Quoi qu’il en fût, la prochaine visite de M. de Fontcombes était désirée au château ; désirée par les parents qui, on le sait, étaient pressés ; désirée par Jacquette avide d’entendre prononcer par quelqu’un, voire par n’importe qui, le nom chéri d’Alcindor.

M. de Fontcombes ne se fit point attendre. Il vint, une après-midi, sans s’être fait annoncer, car il se trouvait que ni marquis ni marquise n’étaient là et que Jacquette étudiait, seule au clavecin, avec Mlle de Quinconas.

Jacquette ne fit aucune difficulté pour recevoir le jeune homme. Elle l’accueillit au lieu même où elle était, flanquée d’une gouvernante tout à coup devenue si discrète qu’on ne savait où la prendre malgré ses formes opulentes et qu’on la cherchait à droite quand elle était à gauche, et qu’on la croyait toute proche alors qu’elle était passée dans la pièce voisine, trottinant sur le bout des mules, et légère comme ces duvets tombés des peupliers, en juin, et qu’un courant d’air emporte. Tant et si bien que Jacquette dit au beau jeune homme :

— Heureusement que j’ai près de moi Pomme-d’Api, assise sur une tige de fer, et, en outre, emprisonnée sous sa vitrine, car je me croirais un peu seule à vous faire honneur, monsieur…

— Qui est cette Pomme-d’Api? demanda M. de Fontcombes.

— C’est ma poupée, monsieur, car j’ai été jeune.

— Je le crois aisément à vous voir, dit M. de Fontcombes.

— Oh! il ne faut pas juger sur la mine. N’est-il pas vrai, Pomme-d’Api?

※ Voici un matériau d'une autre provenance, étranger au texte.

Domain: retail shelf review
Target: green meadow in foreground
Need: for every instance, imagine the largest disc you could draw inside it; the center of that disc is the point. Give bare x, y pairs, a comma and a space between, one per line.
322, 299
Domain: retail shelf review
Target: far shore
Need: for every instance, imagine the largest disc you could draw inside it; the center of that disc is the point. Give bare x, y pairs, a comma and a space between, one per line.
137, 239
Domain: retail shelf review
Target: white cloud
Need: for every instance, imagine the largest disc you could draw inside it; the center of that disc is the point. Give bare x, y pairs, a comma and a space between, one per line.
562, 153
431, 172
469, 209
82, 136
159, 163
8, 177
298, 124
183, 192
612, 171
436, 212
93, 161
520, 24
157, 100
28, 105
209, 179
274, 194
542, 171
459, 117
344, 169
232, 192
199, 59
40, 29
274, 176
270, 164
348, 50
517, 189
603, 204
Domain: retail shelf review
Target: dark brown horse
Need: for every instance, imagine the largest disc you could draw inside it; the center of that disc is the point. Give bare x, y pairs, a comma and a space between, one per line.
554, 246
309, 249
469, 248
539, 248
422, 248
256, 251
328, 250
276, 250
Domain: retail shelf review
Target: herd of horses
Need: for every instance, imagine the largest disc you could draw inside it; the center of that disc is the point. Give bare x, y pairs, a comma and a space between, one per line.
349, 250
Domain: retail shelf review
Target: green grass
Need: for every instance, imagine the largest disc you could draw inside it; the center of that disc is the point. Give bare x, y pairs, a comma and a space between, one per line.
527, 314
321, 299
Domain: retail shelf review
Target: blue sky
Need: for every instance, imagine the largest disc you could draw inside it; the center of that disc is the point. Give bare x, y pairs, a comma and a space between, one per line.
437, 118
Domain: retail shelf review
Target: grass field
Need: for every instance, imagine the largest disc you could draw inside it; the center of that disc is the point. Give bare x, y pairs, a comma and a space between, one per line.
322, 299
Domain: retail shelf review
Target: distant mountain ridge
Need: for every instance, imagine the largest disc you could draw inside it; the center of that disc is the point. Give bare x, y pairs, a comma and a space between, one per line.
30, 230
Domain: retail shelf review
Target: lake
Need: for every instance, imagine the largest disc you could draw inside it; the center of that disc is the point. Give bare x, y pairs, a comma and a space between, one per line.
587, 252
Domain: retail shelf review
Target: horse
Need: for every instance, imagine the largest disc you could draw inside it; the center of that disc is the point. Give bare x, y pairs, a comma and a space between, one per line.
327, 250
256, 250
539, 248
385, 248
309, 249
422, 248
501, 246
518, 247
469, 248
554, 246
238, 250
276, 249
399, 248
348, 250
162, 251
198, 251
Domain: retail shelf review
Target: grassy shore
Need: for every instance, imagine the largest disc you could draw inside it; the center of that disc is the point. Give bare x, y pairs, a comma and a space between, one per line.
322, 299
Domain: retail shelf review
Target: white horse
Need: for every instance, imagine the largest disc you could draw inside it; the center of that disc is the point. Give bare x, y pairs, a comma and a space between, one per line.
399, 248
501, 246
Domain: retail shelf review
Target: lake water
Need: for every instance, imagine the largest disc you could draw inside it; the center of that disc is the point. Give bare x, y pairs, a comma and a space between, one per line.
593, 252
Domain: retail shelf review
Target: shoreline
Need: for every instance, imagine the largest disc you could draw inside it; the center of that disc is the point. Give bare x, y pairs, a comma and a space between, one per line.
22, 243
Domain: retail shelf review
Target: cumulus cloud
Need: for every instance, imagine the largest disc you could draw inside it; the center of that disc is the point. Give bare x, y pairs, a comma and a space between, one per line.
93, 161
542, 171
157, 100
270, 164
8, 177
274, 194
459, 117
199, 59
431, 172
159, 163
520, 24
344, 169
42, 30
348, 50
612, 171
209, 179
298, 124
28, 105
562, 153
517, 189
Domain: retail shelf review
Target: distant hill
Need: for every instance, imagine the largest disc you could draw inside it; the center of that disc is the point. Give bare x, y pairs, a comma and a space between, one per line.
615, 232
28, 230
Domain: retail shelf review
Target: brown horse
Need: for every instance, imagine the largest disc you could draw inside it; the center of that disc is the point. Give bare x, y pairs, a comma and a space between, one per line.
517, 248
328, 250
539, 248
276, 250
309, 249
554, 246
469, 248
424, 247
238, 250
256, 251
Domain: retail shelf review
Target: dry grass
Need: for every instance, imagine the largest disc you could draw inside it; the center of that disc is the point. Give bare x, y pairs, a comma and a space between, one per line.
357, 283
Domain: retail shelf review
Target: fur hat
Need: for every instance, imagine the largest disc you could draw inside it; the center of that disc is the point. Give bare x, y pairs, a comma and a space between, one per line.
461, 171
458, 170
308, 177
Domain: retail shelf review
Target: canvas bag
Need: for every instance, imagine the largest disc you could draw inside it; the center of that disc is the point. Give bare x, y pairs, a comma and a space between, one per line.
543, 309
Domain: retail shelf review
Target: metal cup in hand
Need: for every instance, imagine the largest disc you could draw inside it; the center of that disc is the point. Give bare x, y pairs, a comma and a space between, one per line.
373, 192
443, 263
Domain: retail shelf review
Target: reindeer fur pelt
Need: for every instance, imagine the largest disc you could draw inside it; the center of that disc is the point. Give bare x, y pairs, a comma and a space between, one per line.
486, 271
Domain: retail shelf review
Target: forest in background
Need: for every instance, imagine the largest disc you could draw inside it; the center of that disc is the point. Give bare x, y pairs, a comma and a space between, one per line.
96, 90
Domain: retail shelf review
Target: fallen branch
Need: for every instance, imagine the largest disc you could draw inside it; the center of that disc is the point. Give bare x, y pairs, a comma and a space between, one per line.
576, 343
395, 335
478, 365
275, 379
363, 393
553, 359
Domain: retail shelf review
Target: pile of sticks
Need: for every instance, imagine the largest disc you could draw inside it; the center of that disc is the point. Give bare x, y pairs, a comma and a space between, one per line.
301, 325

Elle semblait sérieusement interroger sa poupée, en haussant le ton, à cause de la cloison de verre. Elle se retourna vers M. de Fontcombes :

— Pomme-d’Api dit que oui, monsieur.

M. de Fontcombes contemplait Jacquette avec ravissement. Il lui dit :

— Vous êtes délicieuse, mademoiselle…

— Ah! C’est sans doute à cause des aménités que je vous ai débitées lors de notre dernière entrevue?…

— Je vous déplais donc tant, pour mon malheur?

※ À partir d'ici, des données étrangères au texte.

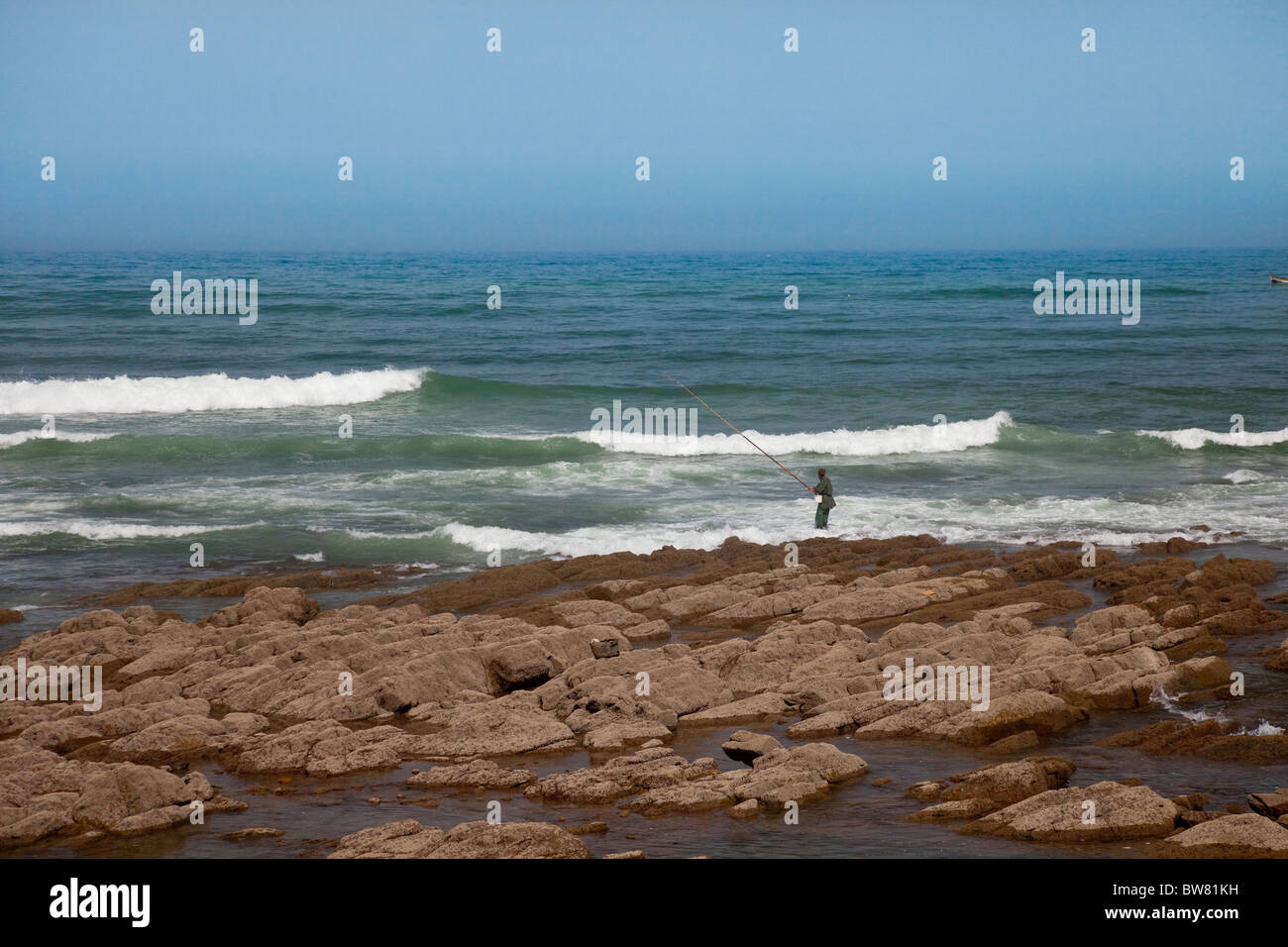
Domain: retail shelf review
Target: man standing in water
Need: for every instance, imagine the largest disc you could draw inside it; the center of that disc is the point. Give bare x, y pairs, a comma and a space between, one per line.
823, 491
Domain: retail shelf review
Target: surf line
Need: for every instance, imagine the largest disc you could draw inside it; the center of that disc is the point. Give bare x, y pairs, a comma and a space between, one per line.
743, 436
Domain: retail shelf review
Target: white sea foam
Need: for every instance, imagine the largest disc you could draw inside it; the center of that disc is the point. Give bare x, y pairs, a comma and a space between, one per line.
706, 523
1172, 706
1193, 438
1263, 729
20, 437
101, 530
127, 395
905, 438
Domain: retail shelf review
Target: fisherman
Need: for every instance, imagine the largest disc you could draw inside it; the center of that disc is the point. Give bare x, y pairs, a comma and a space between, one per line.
823, 496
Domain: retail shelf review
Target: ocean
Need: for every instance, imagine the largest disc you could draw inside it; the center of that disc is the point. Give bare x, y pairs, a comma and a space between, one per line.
926, 384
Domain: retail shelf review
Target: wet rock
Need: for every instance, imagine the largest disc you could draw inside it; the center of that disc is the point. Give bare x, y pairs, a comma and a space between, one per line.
747, 748
1214, 740
1017, 742
252, 834
953, 810
477, 774
410, 839
1232, 836
490, 729
764, 707
322, 748
1270, 804
619, 777
1121, 813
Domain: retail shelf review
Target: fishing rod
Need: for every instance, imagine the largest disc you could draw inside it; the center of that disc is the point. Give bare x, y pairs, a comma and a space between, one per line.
743, 436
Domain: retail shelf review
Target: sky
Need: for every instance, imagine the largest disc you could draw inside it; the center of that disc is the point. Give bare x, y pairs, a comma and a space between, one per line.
750, 147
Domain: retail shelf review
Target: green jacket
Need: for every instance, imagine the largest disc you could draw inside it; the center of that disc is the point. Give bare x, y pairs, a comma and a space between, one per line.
824, 489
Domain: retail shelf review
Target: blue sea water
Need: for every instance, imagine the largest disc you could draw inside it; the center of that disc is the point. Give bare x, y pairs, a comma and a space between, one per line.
925, 382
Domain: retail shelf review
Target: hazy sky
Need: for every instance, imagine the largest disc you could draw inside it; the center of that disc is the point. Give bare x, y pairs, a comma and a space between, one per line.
750, 147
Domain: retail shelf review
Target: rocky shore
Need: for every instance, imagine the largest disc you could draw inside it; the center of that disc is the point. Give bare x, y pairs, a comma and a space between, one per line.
618, 656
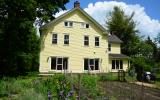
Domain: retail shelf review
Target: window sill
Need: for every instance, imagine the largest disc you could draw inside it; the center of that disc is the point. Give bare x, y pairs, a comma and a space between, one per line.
54, 44
66, 45
97, 46
68, 26
86, 46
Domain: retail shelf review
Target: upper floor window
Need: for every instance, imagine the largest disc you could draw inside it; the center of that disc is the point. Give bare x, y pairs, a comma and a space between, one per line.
68, 24
117, 64
109, 46
96, 41
66, 39
59, 63
54, 38
91, 64
84, 25
86, 40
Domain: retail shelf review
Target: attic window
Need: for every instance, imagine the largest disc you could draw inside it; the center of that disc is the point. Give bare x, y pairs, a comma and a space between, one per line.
84, 25
68, 24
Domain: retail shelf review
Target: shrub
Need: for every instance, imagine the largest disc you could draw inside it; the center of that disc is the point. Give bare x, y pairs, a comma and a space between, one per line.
30, 94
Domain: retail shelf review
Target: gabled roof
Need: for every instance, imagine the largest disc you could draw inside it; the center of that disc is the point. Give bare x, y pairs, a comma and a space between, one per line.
114, 39
118, 56
72, 10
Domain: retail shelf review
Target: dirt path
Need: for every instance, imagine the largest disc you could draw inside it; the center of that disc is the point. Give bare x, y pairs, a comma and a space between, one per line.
129, 91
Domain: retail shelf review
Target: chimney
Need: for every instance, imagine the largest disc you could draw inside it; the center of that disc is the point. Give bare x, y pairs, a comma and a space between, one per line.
76, 4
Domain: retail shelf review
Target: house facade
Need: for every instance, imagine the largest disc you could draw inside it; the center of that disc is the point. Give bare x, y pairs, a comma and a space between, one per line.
75, 42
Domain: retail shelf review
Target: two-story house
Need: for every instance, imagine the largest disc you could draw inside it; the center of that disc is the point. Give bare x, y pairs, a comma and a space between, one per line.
75, 42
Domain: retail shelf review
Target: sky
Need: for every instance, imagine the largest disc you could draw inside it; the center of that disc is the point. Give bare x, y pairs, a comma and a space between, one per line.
147, 12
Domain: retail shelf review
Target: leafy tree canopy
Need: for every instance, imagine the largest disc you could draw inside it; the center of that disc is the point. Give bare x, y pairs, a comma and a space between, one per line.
125, 28
19, 42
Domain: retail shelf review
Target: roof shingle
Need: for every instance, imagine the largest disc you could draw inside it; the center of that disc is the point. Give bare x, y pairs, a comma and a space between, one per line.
114, 39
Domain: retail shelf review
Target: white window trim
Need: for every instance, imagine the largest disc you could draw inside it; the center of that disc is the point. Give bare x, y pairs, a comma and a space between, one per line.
68, 24
97, 41
89, 69
65, 40
58, 64
85, 40
84, 25
54, 38
118, 64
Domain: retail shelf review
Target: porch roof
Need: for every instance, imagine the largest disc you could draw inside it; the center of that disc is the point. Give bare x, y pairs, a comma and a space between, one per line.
120, 56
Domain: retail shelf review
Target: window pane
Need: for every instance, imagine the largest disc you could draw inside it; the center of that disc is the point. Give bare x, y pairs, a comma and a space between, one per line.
113, 64
82, 25
53, 63
65, 23
54, 39
96, 41
66, 39
87, 25
85, 64
71, 24
96, 64
117, 64
65, 63
121, 64
59, 61
59, 67
86, 40
109, 47
91, 61
91, 67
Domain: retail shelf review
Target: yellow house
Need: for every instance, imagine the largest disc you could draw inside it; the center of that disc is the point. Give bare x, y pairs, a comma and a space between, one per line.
75, 42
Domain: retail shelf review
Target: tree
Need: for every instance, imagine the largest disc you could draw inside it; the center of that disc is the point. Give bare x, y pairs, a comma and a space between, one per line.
125, 28
19, 42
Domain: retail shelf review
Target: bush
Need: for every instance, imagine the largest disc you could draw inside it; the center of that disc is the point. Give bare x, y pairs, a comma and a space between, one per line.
30, 94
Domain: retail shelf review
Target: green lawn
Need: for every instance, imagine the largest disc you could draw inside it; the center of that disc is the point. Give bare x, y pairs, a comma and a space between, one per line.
36, 87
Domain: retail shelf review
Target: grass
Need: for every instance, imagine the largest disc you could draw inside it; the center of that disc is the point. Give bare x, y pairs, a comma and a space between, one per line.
35, 87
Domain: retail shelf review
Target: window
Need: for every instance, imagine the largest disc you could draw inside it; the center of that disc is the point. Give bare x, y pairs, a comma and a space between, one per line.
91, 64
54, 39
68, 24
117, 64
59, 63
97, 41
66, 39
86, 40
84, 25
109, 47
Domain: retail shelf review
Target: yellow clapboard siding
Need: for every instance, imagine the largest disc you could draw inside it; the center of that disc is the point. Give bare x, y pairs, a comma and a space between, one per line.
115, 48
76, 51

— Peste, monsieur, si vous me déplaisiez, ce serait déjà quelque chose…

— On n’est pas plus cruelle.

— Monsieur, avez-vous lu Alcindor?

— Comme vous m’en aviez prié, fit M. de Fontcombes.

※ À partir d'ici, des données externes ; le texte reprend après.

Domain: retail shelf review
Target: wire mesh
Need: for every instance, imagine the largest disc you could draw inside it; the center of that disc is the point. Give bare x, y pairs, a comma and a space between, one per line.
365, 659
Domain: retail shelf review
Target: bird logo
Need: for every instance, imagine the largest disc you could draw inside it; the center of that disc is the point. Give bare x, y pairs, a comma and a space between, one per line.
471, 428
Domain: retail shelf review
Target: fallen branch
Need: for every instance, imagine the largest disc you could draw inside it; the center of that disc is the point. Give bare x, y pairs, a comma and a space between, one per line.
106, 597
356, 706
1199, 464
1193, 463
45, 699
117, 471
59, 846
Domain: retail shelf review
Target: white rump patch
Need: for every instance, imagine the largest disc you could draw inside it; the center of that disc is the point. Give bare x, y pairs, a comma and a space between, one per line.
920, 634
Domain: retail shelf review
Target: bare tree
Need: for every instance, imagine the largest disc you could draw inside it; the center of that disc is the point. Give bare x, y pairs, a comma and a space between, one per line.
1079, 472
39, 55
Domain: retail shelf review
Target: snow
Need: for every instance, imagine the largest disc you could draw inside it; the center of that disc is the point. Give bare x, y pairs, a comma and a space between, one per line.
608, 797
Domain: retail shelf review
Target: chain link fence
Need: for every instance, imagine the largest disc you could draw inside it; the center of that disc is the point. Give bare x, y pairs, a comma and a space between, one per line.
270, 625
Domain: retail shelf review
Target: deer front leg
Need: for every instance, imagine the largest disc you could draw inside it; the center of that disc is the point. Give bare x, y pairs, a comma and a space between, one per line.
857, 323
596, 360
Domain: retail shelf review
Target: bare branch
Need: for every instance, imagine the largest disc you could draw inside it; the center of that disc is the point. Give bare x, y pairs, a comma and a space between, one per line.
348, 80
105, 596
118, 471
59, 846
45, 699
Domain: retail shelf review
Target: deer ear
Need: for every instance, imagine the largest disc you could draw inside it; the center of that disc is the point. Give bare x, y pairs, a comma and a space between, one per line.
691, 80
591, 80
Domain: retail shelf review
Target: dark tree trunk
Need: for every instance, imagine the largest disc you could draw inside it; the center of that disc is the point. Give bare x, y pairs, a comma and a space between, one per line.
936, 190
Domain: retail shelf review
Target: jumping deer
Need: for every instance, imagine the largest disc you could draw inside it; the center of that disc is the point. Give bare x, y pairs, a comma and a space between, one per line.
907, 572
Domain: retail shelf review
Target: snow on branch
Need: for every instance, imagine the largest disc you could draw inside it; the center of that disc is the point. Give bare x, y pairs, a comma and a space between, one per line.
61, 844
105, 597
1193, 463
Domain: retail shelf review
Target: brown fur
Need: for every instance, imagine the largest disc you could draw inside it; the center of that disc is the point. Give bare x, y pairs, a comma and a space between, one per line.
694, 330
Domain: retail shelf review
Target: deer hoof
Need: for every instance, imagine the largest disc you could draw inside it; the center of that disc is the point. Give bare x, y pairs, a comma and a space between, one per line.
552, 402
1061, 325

— Et c’est tout ce que vous me dites de lui?

— Alcindor, puisque Alcindor il y a, ne manque pas de qualités, mademoiselle ; mais le grand cas que vous faites de lui, en le plaçant au-dessus des Anciens et des Modernes, me rend difficile la tâche de parler de cet auteur raisonnablement.

— Autrement dit, vous n’aimez pas cet auteur?

— Je n’ai pas dit cela, mademoiselle, mais seulement…

— Il n’y a pas de « seulement », monsieur!… Voulez-vous faire un tour de jardin? j’ai besoin d’air…

Ils descendirent au parc en prenant l’allée d’eau qui est la plus convenable à fréquenter lors d’une visite cérémonieuse, et ils étaient accompagnés de la gouvernante qui se tenait derrière eux, à une distance respectueuse. M. de Fontcombes semblait embarrassé ; il se refusait à faire un compliment banal du splendide endroit, à s’extasier sur la beauté du ciel, tout comme à dire quoi que ce fût, qu’il ne pensait point, touchant les auteurs.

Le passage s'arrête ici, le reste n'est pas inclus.